You could make a sweeping statement that configuration of multicast trees is an "unknown known" for most network engineers and be perfectly correct. In practice, very few companies have a practical use for multicast. (Notable exceptions exist in niche areas of the financial trading market.)
To complicate matters, securing and operationally "de-risking" multicast is complex and expensive. Check out this presentation for more information.
Even worse, problems with a multicast protocol and the entire VXLAN overlay can fail as a single failure domain. Fate sharing of multiple services are acceptable for enterprise networks and application developers, but they are not viable in hyper-scale cloud networks where hundreds of customers and services share the network. (Note that while this article was being published, Cisco announced enhancements to its Nexus 1000V virtual switch to remove the need for IP multicast in the network.)
VXLAN to Win--But Not As You Know It
So is VMware's network virtualization future based on STT or VXLAN? My guess is neither--instead, a new VXLAN will arise.
The case against STT is a lack of standards and market adoption. Ultimately, user data must leave the overlay network and reach the external world, and this means hardware support for tunnel termination. Network vendors already VTEP for VXLAN, and it's hard to imagine that STT support is worth their while. It's certainly possible for VMware to force a standard onto the market, but I don't think they have the appetite to upset major networking vendors, especially Cisco.
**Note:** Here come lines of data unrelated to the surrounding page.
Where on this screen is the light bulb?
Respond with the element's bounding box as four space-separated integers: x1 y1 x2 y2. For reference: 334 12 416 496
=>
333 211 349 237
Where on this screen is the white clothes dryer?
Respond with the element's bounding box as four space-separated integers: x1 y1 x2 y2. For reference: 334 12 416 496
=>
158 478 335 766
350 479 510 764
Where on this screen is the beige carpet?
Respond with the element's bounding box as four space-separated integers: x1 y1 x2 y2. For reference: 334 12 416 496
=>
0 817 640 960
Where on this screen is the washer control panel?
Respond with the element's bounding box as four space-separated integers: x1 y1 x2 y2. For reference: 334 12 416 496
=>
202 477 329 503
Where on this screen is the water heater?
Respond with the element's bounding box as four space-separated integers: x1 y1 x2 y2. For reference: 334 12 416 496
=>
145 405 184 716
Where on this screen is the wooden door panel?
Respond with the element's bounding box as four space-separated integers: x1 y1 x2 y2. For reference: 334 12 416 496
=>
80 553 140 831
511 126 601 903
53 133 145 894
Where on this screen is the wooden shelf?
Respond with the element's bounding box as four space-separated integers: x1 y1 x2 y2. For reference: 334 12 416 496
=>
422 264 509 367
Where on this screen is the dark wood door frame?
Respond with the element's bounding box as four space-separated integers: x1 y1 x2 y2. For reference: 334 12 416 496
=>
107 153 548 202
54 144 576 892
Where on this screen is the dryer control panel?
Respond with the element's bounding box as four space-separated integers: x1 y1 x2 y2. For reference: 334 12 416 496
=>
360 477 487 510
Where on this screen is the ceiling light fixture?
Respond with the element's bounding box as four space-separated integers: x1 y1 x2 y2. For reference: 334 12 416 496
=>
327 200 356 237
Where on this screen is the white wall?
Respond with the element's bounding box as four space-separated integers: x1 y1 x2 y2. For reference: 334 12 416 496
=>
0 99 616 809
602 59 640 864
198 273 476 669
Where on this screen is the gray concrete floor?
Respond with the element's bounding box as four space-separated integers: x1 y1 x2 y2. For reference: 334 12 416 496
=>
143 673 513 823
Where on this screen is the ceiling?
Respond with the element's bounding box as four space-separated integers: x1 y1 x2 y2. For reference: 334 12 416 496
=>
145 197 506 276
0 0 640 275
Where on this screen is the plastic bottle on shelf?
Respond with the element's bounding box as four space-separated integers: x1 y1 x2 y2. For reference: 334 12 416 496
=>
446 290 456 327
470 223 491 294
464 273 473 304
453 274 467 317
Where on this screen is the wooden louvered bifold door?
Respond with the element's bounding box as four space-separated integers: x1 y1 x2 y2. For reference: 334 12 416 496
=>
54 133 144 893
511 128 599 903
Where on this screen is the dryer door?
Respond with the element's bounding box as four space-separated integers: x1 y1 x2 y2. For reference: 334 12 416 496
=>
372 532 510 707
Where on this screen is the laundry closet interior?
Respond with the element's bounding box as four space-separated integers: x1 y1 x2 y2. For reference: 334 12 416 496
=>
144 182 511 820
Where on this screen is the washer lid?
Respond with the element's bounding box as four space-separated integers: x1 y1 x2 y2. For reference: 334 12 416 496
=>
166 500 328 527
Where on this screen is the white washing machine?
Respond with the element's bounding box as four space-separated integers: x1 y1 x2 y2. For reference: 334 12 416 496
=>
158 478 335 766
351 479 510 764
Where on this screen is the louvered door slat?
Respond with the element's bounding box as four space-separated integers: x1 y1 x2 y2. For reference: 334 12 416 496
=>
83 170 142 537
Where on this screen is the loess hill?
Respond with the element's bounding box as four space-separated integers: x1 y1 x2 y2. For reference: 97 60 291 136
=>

If not STT, then it must be VXLAN. I predict that VXLAN will be extended to support an SDN network controller design, and its dependence on multicast will be reduced or removed completely. An SDN controller that manages host and network configuration can replace the requirement for most frame flooding because the controller knows the MAC address and IP address of every device. Thus, ARP requests could be handled in the local vSwitch, and unknown unicasts are not required because there are no unknown addresses.
Consider that VMware's vSwitch and vSphere Distributed Switch (vDS) are actually part of a controller network--vCenter is a "controller" that knows all of the hosts and their MAC addresses, and configures all of the vSwitchs across the network.
It wouldn't take much to add a vmknic for VXLAN interfaces to the vSwitch code, and then set up some configuration in the controller to configure all the endpoints in the ESXi vSwitch. That's what Nicira was doing in Openvswitch and that, I think, is why VMware bought Nicira.